NOITE PASSADA EM SOHO | SUSPENSE E ANYA TAYLOR-JOY FAZEM UM TRHILLER DE PRIMEIRA

Ellie (Thomasin McKenzie) é uma garota do interior da Inglaterra, vivendo com sua avó (Rita Tushingham) e as memórias de sua mãe (Aimée Cassettari), já falecida. Desde o começo fica clara a paixão da menina pelos anos 60, seja nas roupas ou nas músicas. Além dos anos 60, Ellie também é apaixonada por Londres, já que cresceu ouvindo as histórias de sua avó sobre a capital movimentada e propícia para uma carreira no mundo da moda.

Quando Ellie consegue uma bolsa de estudos para cursar moda na faculdade de Londres, parece que todos seus sonhos estão prestes a se realizar, mas logo no começo das aulas a atitude de um grupo de meninas que mora na mesma residência estudantil e zomba da ingenuidade de interior de Ellie a faz procurar por outro lugar para morar e ela acaba alugando um quarto na casa da rígida Sr. Collins.

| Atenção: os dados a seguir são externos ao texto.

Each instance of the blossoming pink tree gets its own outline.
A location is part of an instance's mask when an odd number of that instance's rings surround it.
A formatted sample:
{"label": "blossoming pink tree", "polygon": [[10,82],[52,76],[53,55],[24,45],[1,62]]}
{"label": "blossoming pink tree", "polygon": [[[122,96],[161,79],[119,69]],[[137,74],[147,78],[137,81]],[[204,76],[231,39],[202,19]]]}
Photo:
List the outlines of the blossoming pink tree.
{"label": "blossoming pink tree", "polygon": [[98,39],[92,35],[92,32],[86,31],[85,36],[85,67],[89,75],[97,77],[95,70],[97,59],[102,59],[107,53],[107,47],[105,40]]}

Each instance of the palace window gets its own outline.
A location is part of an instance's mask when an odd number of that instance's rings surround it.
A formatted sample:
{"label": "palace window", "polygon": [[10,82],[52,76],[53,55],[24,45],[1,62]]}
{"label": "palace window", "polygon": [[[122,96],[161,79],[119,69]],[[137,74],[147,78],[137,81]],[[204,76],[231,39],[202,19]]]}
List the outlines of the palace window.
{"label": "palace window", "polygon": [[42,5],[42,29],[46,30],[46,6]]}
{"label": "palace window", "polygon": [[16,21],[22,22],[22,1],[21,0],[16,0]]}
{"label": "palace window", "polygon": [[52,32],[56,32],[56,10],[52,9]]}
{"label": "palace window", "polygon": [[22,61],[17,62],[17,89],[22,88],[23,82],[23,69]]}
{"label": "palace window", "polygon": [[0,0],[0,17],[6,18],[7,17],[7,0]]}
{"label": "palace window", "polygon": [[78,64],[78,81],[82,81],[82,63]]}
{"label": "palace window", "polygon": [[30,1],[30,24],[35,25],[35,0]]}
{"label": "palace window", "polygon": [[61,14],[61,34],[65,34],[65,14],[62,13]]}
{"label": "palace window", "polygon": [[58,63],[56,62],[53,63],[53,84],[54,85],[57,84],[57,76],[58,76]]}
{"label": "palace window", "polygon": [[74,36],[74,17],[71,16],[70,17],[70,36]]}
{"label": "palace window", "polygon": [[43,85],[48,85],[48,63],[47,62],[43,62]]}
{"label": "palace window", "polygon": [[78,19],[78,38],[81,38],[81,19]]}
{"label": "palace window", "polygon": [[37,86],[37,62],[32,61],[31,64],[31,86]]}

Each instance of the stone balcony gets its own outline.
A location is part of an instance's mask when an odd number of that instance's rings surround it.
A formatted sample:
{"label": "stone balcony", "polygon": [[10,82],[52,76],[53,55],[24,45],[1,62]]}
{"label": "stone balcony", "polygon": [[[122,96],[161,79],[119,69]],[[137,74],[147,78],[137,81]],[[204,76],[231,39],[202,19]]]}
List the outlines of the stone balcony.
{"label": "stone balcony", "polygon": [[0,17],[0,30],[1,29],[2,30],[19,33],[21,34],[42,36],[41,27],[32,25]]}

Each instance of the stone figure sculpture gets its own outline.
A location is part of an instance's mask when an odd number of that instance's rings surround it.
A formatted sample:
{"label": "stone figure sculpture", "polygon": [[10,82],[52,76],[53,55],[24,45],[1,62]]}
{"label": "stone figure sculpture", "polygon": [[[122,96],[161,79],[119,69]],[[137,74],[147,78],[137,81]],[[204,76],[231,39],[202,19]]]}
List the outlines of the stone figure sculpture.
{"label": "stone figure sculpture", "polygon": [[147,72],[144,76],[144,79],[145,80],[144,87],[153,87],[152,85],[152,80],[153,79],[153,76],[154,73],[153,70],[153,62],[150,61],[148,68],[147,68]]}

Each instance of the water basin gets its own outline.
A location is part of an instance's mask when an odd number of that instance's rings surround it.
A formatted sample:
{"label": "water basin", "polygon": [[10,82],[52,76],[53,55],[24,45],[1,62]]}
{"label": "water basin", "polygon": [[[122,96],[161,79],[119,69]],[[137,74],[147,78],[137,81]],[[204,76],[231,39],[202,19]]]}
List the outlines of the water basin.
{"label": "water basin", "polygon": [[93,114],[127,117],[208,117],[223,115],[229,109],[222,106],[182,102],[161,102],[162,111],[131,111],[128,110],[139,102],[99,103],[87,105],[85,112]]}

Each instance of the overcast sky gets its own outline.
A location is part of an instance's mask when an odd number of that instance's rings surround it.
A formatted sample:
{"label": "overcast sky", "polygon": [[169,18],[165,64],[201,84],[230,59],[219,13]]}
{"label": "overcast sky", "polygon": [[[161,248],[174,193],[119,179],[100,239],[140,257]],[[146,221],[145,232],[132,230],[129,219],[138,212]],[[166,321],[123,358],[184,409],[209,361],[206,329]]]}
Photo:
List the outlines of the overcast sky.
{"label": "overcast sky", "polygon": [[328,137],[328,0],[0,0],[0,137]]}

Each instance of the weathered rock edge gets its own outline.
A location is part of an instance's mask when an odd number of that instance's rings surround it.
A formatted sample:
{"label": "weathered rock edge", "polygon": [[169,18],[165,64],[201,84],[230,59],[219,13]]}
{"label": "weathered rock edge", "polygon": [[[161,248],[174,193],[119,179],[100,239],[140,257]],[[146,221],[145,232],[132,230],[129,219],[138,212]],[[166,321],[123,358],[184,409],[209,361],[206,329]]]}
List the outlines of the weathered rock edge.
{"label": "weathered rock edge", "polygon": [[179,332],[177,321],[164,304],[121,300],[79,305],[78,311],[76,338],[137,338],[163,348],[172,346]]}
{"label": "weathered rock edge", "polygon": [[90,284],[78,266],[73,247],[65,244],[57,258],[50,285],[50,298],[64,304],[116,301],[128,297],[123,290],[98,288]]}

Os mistérios começam logo na primeira noite de Ellie em sua nova casa, quando um sonho vívido a transporta para Londres dos anos 60 e ela acompanha de perto, tão perto que muitas vezes as duas se confundem na mesma pessoa, a vida de Sandie (Anya Taylor-Joy), uma aspirante a cantora procurando uma oportunidade para estrear no showbiz. Ellie logo fica obcecada por Sandie e ao mesmo tempo em que continua tendo os sonhos toda noite, passa a incorporar traços de Sandie na sua própria personalidade quando está acordada.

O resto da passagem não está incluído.